SCARBOROUGH — The Town Council approved additional bonding for the public safety building construction in Scarborough on Jan. 8.

The project, expected to be ready for occupancy in April, according to a presentation by Town Manager Tom Hall, had an expected shortfall of $420,000 in October 2018, and after adding an additional $100,000, the overture is approximately $525,000.

In 2017, voters had approved the $21.5 million project, with the cost in bonds not to exceed $19.5 million.

The Town Council had approved using the $19.5 million in bonding authority to cover these and any additional expenditures that will be determined in the spring.

“A project of this magnitude, the overage of $500,000 roughly, just under 2.5 percent, and a chunk of that we knew about a year and a half ago,” said Council Chair Paul Johnson. “So whatever implication there doesn’t rely on the project but more or so how we could have dealt with that a year and a half ago.”
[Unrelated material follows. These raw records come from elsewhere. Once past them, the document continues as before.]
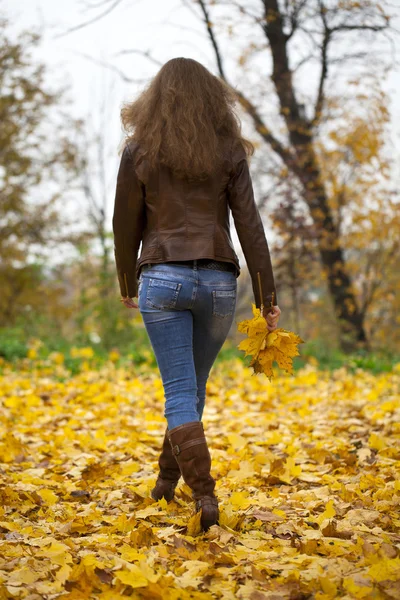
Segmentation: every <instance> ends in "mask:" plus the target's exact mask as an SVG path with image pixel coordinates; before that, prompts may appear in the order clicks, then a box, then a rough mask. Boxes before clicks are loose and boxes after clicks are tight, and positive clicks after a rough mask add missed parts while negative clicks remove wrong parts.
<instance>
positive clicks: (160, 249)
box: [112, 140, 278, 308]
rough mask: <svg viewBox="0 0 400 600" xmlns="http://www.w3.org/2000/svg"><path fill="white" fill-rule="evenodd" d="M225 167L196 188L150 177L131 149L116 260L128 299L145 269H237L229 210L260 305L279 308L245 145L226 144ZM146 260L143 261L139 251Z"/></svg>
mask: <svg viewBox="0 0 400 600" xmlns="http://www.w3.org/2000/svg"><path fill="white" fill-rule="evenodd" d="M223 148H224V156H225V159H224V161H223V163H222V167H221V168H220V169H219V171H218V173H216V174H215V175H214V176H213V177H212V178H209V179H207V180H206V181H205V182H201V183H199V182H197V183H195V184H193V183H189V182H188V181H185V180H182V179H178V178H176V177H175V176H174V175H173V173H172V172H171V171H170V169H168V168H166V167H164V166H161V167H159V168H158V169H157V170H153V171H151V170H150V168H149V165H148V162H147V161H146V159H144V158H143V157H142V156H141V155H140V151H139V146H138V144H137V143H135V142H130V143H129V144H128V145H127V146H125V148H124V150H123V153H122V156H121V162H120V166H119V171H118V175H117V185H116V194H115V205H114V215H113V221H112V224H113V232H114V253H115V261H116V267H117V275H118V281H119V286H120V290H121V295H122V296H129V297H130V298H133V297H136V294H137V279H138V278H139V275H140V270H141V267H142V265H143V264H145V263H146V262H151V263H160V262H168V261H174V260H191V259H195V258H214V259H216V260H222V261H228V262H231V263H233V264H234V265H235V266H236V271H237V274H236V277H239V275H240V264H239V258H238V256H237V254H236V252H235V250H234V247H233V244H232V240H231V236H230V228H229V210H228V209H229V208H230V210H231V211H232V215H233V219H234V222H235V227H236V231H237V233H238V237H239V241H240V244H241V246H242V249H243V252H244V256H245V259H246V263H247V266H248V269H249V272H250V276H251V280H252V286H253V293H254V299H255V304H256V306H257V308H260V306H261V296H260V288H261V290H262V296H263V297H262V300H263V304H264V306H270V305H271V300H272V301H273V305H276V304H277V303H278V299H277V293H276V289H275V283H274V276H273V272H272V265H271V258H270V253H269V248H268V243H267V240H266V237H265V232H264V227H263V224H262V221H261V217H260V214H259V211H258V208H257V205H256V203H255V201H254V194H253V186H252V182H251V175H250V172H249V167H248V162H247V156H246V153H245V151H244V149H243V147H242V145H241V144H240V143H239V142H232V140H228V141H226V142H224V146H223ZM141 242H142V248H141V253H140V256H139V259H138V258H137V254H138V250H139V245H140V243H141Z"/></svg>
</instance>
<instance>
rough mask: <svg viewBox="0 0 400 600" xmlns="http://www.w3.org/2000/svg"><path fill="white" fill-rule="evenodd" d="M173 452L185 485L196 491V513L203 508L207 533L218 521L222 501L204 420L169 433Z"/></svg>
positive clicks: (202, 524) (190, 424)
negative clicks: (208, 447) (215, 472)
mask: <svg viewBox="0 0 400 600" xmlns="http://www.w3.org/2000/svg"><path fill="white" fill-rule="evenodd" d="M168 438H169V441H170V444H171V450H172V453H173V455H174V457H175V460H176V462H177V463H178V465H179V468H180V471H181V474H182V477H183V479H184V481H185V483H186V484H187V485H188V486H189V487H190V488H191V489H192V492H193V499H194V500H195V502H196V512H198V511H199V510H200V509H202V515H201V525H202V527H203V529H204V531H207V530H208V529H209V528H210V527H211V525H214V524H216V523H217V522H218V519H219V510H218V499H217V497H216V496H215V494H214V489H215V479H214V478H213V477H212V476H211V473H210V470H211V455H210V451H209V449H208V445H207V440H206V437H205V435H204V427H203V423H202V421H190V422H189V423H184V424H183V425H179V426H178V427H174V428H173V429H170V430H169V431H168Z"/></svg>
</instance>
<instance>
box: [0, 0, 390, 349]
mask: <svg viewBox="0 0 400 600" xmlns="http://www.w3.org/2000/svg"><path fill="white" fill-rule="evenodd" d="M192 4H194V5H196V6H197V8H199V11H200V15H202V17H203V18H204V20H205V21H204V22H205V24H206V25H207V32H208V35H209V37H210V41H213V48H214V49H215V50H216V51H217V50H219V51H220V48H219V46H218V39H217V32H216V30H215V24H216V21H217V19H215V20H214V19H212V18H211V11H212V10H214V8H215V7H216V3H215V2H210V3H206V2H202V1H198V2H193V3H192ZM255 6H256V3H255ZM234 8H235V10H238V12H239V14H240V18H241V19H242V21H243V23H244V22H245V20H246V19H247V20H248V23H253V24H256V25H257V28H258V29H257V31H258V32H259V34H260V35H263V36H264V38H265V40H264V41H265V43H266V45H263V44H262V43H261V38H260V40H259V41H260V43H259V44H257V43H255V42H254V43H252V44H250V45H249V46H246V47H243V44H241V45H240V44H239V42H241V40H239V38H238V37H236V38H235V35H236V36H238V35H239V33H237V32H238V30H237V29H234V28H232V26H231V18H229V19H228V18H227V17H226V18H225V17H224V19H225V21H224V20H223V19H221V21H220V22H219V24H220V25H221V26H222V25H224V26H225V28H226V30H227V33H228V35H229V36H230V37H231V38H232V39H235V40H236V41H237V42H238V48H240V56H238V57H237V62H238V66H239V68H240V69H242V71H243V74H244V76H245V75H246V74H248V75H249V77H250V74H251V69H252V68H253V67H252V60H254V59H255V58H256V57H257V53H258V52H259V51H260V49H268V51H269V52H270V53H271V59H272V63H271V64H272V72H271V74H270V75H268V74H267V73H265V74H264V75H265V76H263V77H261V76H260V77H259V81H260V86H252V87H248V89H247V92H249V93H250V90H252V92H253V93H254V94H255V97H254V98H250V97H249V96H248V95H245V94H244V91H243V90H242V91H241V90H240V86H237V89H236V91H237V94H238V101H239V104H240V106H241V109H242V110H243V112H244V114H246V113H247V116H248V117H249V120H250V122H251V123H252V124H253V125H254V130H255V136H258V138H257V137H256V139H254V143H255V145H256V146H257V148H258V151H257V152H256V155H255V157H254V163H252V170H253V173H254V180H255V186H256V188H257V187H258V185H259V177H261V176H263V175H268V177H270V179H271V181H272V182H274V185H273V187H272V190H273V195H274V197H275V198H276V200H275V203H274V205H271V204H269V206H268V210H267V200H269V197H268V194H264V193H263V191H261V192H260V194H257V196H259V206H260V212H261V214H262V216H264V217H266V220H268V224H269V225H268V226H269V227H270V228H271V230H272V231H273V232H274V234H275V237H276V242H275V243H274V248H273V250H272V257H273V264H274V272H275V274H276V280H277V287H278V289H279V290H280V298H281V300H280V308H281V310H282V316H281V320H280V325H281V326H282V327H284V328H286V329H288V330H289V329H291V330H293V331H295V332H296V333H297V334H298V335H300V336H301V337H302V338H303V339H305V340H306V343H305V344H304V347H303V349H302V350H303V352H305V353H307V352H308V353H310V354H311V352H314V353H316V354H317V355H318V357H319V358H320V359H321V358H322V354H323V353H324V352H330V351H332V352H335V351H336V350H340V351H344V352H353V351H358V350H362V351H363V352H364V353H365V352H370V351H374V352H385V353H393V352H395V350H396V349H397V348H398V347H399V342H400V339H399V337H400V334H399V331H400V329H399V322H400V317H399V314H400V310H399V309H400V306H399V298H400V294H399V291H400V290H399V279H398V273H397V265H398V259H399V240H400V211H399V210H398V200H399V197H398V189H397V188H396V186H395V185H394V182H393V173H392V170H391V168H392V165H393V157H392V154H393V152H392V150H391V148H390V143H389V141H388V140H389V137H390V136H389V135H388V132H389V129H390V115H389V110H388V105H389V99H388V97H387V96H386V95H385V94H384V92H383V90H382V85H381V78H382V76H383V75H384V73H386V70H383V69H382V70H380V66H381V63H376V64H375V63H374V65H373V66H374V68H372V66H369V63H368V61H366V60H364V59H365V56H366V53H367V47H366V41H365V40H363V39H362V38H361V37H360V35H361V32H365V33H366V32H368V35H369V36H370V38H369V39H371V40H375V38H376V36H379V35H380V33H382V32H387V31H388V28H389V18H387V17H386V15H385V13H384V11H383V9H381V10H378V9H376V7H374V5H373V4H371V3H367V2H364V1H363V2H357V3H352V2H346V3H343V2H341V3H337V4H336V3H334V4H332V6H330V7H329V9H328V8H327V7H325V8H324V3H322V2H320V3H318V2H314V1H311V0H307V1H306V2H293V3H287V4H285V6H283V5H280V4H278V3H276V2H274V1H272V0H266V1H265V2H260V3H259V5H258V8H259V12H258V13H257V12H252V11H250V9H248V7H247V8H246V3H240V2H239V3H237V4H235V7H234ZM311 9H312V10H311ZM307 11H308V12H307ZM232 15H233V13H232ZM232 15H231V16H230V17H232ZM232 18H233V17H232ZM346 19H347V21H346ZM314 25H315V26H316V27H317V26H318V27H317V30H316V31H317V32H318V33H316V32H315V31H314V32H313V29H312V28H313V26H314ZM0 27H1V48H0V78H1V82H2V85H1V91H0V114H1V121H2V128H1V131H0V157H1V161H0V162H1V165H2V166H1V167H0V193H1V197H0V202H1V216H0V285H1V289H2V294H1V295H0V356H1V355H2V356H4V357H6V358H12V357H13V356H24V355H25V354H26V351H27V344H28V345H29V343H28V340H37V339H40V340H41V341H42V342H43V343H45V345H46V347H47V348H48V350H49V351H58V350H62V351H64V350H65V346H66V345H68V344H69V345H74V344H78V345H81V346H85V345H93V346H96V347H97V348H98V350H99V351H100V352H103V353H107V352H109V351H111V350H112V349H113V348H119V349H120V350H121V351H122V352H124V351H125V350H126V351H130V350H131V346H134V347H135V355H136V356H140V349H143V350H146V349H147V348H148V347H149V346H148V341H147V339H146V336H145V335H144V330H143V327H142V323H141V318H140V315H139V314H137V312H136V311H130V310H128V309H126V308H124V307H122V306H121V305H120V303H119V302H118V298H119V294H118V286H117V280H116V274H115V265H114V262H113V259H111V260H110V255H111V254H110V252H111V250H112V235H111V218H110V215H109V214H107V206H108V208H110V207H111V202H112V198H108V202H105V201H104V205H100V204H99V205H97V206H95V203H94V202H93V194H92V191H91V188H90V185H89V184H88V173H90V172H93V170H94V168H95V167H97V166H98V165H91V164H90V160H91V159H90V158H89V148H88V147H87V140H86V137H85V135H86V134H85V131H84V130H85V123H83V122H82V121H81V120H77V119H73V118H72V117H71V116H70V115H69V111H68V109H67V108H66V104H67V101H66V98H65V95H64V92H65V90H57V91H50V88H51V86H50V84H49V83H48V82H49V81H50V75H49V73H48V72H46V68H45V66H44V64H39V63H38V62H37V60H36V58H35V55H34V48H35V47H36V46H38V45H39V44H40V36H39V35H38V34H35V33H31V32H29V33H28V32H23V33H21V34H20V36H19V37H18V38H16V39H12V36H11V34H10V33H9V32H8V28H7V19H6V18H2V20H1V24H0ZM255 31H256V29H254V32H255ZM235 32H236V34H235ZM352 34H355V35H356V36H357V37H355V38H354V40H355V41H356V42H357V44H356V46H357V52H358V54H357V52H356V49H354V53H355V54H357V56H356V57H355V58H354V60H356V59H357V61H359V62H357V64H358V66H360V65H363V69H364V67H365V69H364V70H358V71H357V72H355V71H354V73H352V75H351V76H350V72H346V73H347V75H346V77H344V76H343V77H342V87H341V90H340V92H339V91H338V90H335V89H334V88H332V86H330V85H329V82H330V80H329V76H328V75H329V72H330V70H331V69H332V68H333V65H337V64H338V61H337V56H336V54H335V52H334V51H333V50H334V49H335V48H337V49H339V48H342V46H340V40H344V39H348V40H349V41H350V40H352V39H353V38H351V37H348V36H350V35H352ZM305 35H310V36H314V35H315V47H314V50H313V52H314V54H313V56H314V60H318V61H319V64H320V65H321V73H320V80H319V84H320V86H319V93H318V94H317V96H316V98H315V99H314V101H312V99H311V96H307V95H306V94H304V93H302V94H300V93H297V92H296V89H295V84H296V79H295V78H294V77H292V75H293V73H294V71H292V67H291V64H294V62H295V60H294V59H295V58H298V59H299V60H300V58H301V57H300V55H298V56H297V55H295V54H291V53H293V50H292V46H291V45H290V44H289V41H290V40H293V39H295V37H296V36H300V38H301V37H304V36H305ZM373 36H375V37H373ZM338 40H339V41H338ZM324 43H325V45H326V48H325V50H326V53H325V54H324V53H323V48H324V45H323V44H324ZM328 47H329V49H332V54H330V53H329V52H328V50H327V49H328ZM360 47H361V48H363V51H365V53H364V54H365V56H364V54H363V53H362V52H359V48H360ZM343 48H344V47H343ZM346 48H347V47H346ZM351 50H352V48H351V47H350V48H347V50H346V53H345V54H343V64H345V63H346V62H348V61H349V60H351V58H352V52H351ZM319 52H321V53H319ZM315 53H316V54H315ZM219 59H220V60H219V61H218V70H219V76H221V77H223V78H224V79H225V80H226V81H227V83H229V82H228V76H227V74H226V72H225V70H224V65H223V55H222V52H221V51H220V52H219ZM307 60H308V59H307ZM307 60H306V59H305V58H304V61H305V62H307ZM354 64H355V63H354ZM298 66H299V69H300V64H299V65H298ZM340 67H342V64H340ZM367 67H368V68H367ZM338 68H339V67H338ZM343 79H344V80H345V84H344V86H343ZM264 84H265V86H266V87H265V89H266V90H267V89H268V94H269V95H265V93H264V91H265V90H264V91H263V89H262V85H264ZM343 89H345V90H346V93H345V94H344V93H343ZM257 94H259V95H260V98H261V100H258V99H257V97H256V96H257ZM273 94H275V100H276V101H277V103H276V106H277V109H278V110H279V119H278V120H277V125H278V127H277V132H275V133H274V131H273V128H272V127H270V124H268V122H267V118H266V117H264V115H263V113H262V111H261V110H258V108H257V106H258V104H259V106H260V107H262V106H263V103H264V102H265V98H268V97H269V98H270V99H272V98H273ZM300 96H301V98H302V101H303V102H304V104H302V103H301V102H300V100H299V98H300ZM105 125H107V123H105ZM278 130H279V133H278ZM284 139H285V140H286V142H283V141H282V140H284ZM268 146H269V147H268ZM270 149H272V150H273V152H270ZM274 154H275V155H276V156H275V157H274ZM99 155H100V154H99ZM275 158H276V159H277V160H275ZM258 159H259V162H257V161H258ZM104 198H105V200H107V195H106V194H104ZM267 233H268V231H267ZM325 243H326V244H327V245H326V247H325V246H324V245H325ZM329 244H332V246H331V247H329ZM55 258H56V259H57V260H54V259H55ZM241 262H242V275H241V277H240V279H239V282H238V284H239V296H240V298H239V302H238V311H237V318H236V321H240V320H242V319H244V318H246V317H247V316H248V315H249V313H250V311H251V302H252V301H253V300H254V299H253V298H252V295H251V284H250V281H249V277H248V273H247V271H246V265H245V261H244V259H241ZM240 339H241V337H240V336H239V335H238V332H237V330H236V326H233V327H232V330H231V333H230V336H229V340H230V341H231V342H232V344H233V346H232V347H234V346H235V345H237V344H238V343H239V341H240ZM239 354H240V353H238V355H239Z"/></svg>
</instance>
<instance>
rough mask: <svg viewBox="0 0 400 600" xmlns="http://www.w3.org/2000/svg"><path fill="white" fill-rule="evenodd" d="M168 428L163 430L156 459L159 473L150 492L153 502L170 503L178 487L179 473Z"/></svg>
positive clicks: (178, 481) (179, 474)
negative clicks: (169, 437)
mask: <svg viewBox="0 0 400 600" xmlns="http://www.w3.org/2000/svg"><path fill="white" fill-rule="evenodd" d="M167 433H168V427H167V428H166V430H165V435H164V441H163V446H162V450H161V454H160V458H159V459H158V466H159V467H160V472H159V474H158V477H157V481H156V485H155V486H154V488H153V489H152V490H151V492H150V493H151V497H152V498H153V500H161V498H165V499H166V501H167V502H171V500H173V498H174V492H175V488H176V486H177V485H178V482H179V479H180V476H181V471H180V469H179V465H178V463H177V461H176V459H175V456H174V455H173V454H172V449H171V444H170V441H169V438H168V435H167Z"/></svg>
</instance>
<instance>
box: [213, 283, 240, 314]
mask: <svg viewBox="0 0 400 600" xmlns="http://www.w3.org/2000/svg"><path fill="white" fill-rule="evenodd" d="M235 304H236V289H234V290H212V311H213V315H214V316H216V317H229V316H230V315H232V314H233V311H234V310H235Z"/></svg>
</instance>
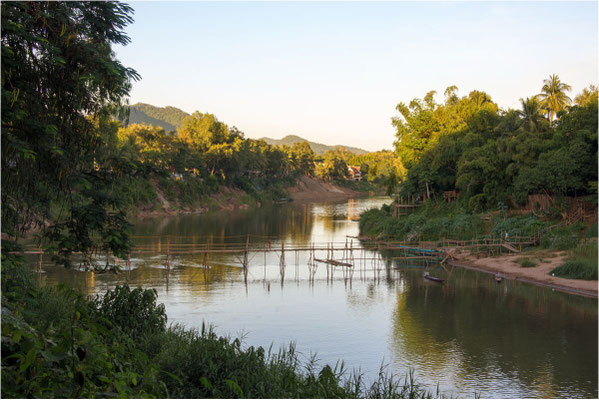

“I’m voting yes on this also,” said Councilor Jean-Marie Caterina before the vote. “I like the fact that the manager did bring it forward just as some transparency for the process because people will talk: ‘Oh they went over on this and over on that,’ and it just takes on a life of its own. So the fact that we got it out — we work-shopped. I think it’s very important, but I will support this.”


Councilor Betsy Gleysteen, who voted no, said she did so because she didn’t believe that the town manager needed to seek the council’s authorization on the project.

“I think everyone’s done a great job here,” she said. “All the information is fine. I don’t feel that we need to authorize this. We will have a bond order coming back to us. I think he did the total right thing in the manner that he did, bringing this forward to us. My no vote is not against the money. I don’t feel that we need to do this.”

Councilor John Cloutier said that he agreed with Gleysteen and added, “But I’m still going to support this if it helps people move forward with confidence that we have the appropriate authority to spend.”

Some members of the council said that this experience could be useful when working on future projects.

“I think that it’s a long tail on this thing and it goes back to the actual writing of the ballot,” said Councilor Don Hamill. “I think we deliberated on it enough. I think we’ve sized the issue and we’re all clear on how to approach the additional funding if necessary.”